Chapter 2 The Alignment Pipeline

In this chapter we’ll look at an overview standard paired-end read run of minimap2, what it outputs and how to manipulate the output with samtools.

The overall pipeline is very straightforward…

  1. Align all reads to a reference
  2. Filter badly scoring reads
  3. Sort and compress output

2.1 Align all reads to a reference

This is the main step, and with minimap2 it can be accomplished with a single command-line. In this step each read is aligned against the reference, and its best aligning position found. That position, along with a metric of the quality of the single alignment is reported in a SAM format file.

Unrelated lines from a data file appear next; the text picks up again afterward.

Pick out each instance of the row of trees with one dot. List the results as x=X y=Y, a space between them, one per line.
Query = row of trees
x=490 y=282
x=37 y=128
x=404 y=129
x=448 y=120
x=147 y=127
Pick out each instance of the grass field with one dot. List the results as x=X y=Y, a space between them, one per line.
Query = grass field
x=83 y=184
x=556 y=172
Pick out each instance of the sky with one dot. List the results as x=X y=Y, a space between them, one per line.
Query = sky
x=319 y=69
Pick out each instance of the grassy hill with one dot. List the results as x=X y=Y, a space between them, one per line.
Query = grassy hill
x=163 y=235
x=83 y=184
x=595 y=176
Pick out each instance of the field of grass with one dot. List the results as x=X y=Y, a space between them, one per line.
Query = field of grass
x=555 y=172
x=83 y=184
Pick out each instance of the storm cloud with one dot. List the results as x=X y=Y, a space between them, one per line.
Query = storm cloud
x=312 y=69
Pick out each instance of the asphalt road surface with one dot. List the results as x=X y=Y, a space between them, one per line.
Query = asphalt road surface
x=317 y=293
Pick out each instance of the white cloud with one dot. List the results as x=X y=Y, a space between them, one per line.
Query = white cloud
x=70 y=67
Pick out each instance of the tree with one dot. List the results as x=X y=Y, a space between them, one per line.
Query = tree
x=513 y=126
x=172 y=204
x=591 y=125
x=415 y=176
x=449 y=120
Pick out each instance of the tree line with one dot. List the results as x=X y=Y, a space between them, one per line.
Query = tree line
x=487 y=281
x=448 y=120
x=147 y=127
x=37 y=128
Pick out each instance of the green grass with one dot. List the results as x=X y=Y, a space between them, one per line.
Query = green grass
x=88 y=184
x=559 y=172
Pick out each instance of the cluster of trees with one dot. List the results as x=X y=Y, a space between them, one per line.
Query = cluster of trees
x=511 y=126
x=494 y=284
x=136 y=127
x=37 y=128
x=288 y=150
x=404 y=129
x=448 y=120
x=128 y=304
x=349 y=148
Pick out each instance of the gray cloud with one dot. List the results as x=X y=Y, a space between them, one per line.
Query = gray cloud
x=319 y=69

2.2 Filter out badly scoring reads

This is the quality control step. We remove reads that don’t have a good alignment score because in most contexts it means the read is a bad read with bad sequence in it. Of course in some contexts it isn’t - it depends what you’re aligning to what, but for the RNAseq situation or SNP calling situation where we expect the reads to be very like the reference this is appropriate. This step is done with samtools

2.3 Sort and compress output

Once filtering is done and we have the set of reads we wish to retain we can take our output file and convert it to a sorted binary format that uses less disk space and is optimised for searching in downstream analysis. This step is a kind of housekeeping step that makes everything later easier. We do it with samtools

2.4 Further Reading

2.4.1 FastQ quality scores

Typically the reads we use will be in the FastQ format, this is a two line format that encodes not only the sequence read, but the ‘believability’ of each base. You can see more here

2.4.2 Why minimap2 and not bwa|bowtie|other

You may have heard of other aligners and that people in your group are using them. minimap2 is currently the quickest and most accurate of all the aligners and has general ability with all modern sequence types. Those using others (in particular bwa and bowtie) are pretty out of date. bwa was a favourite for a long time, but has been superceded. The same author created both bwa and minimap2 and minimap2 was written to address issues with bwa.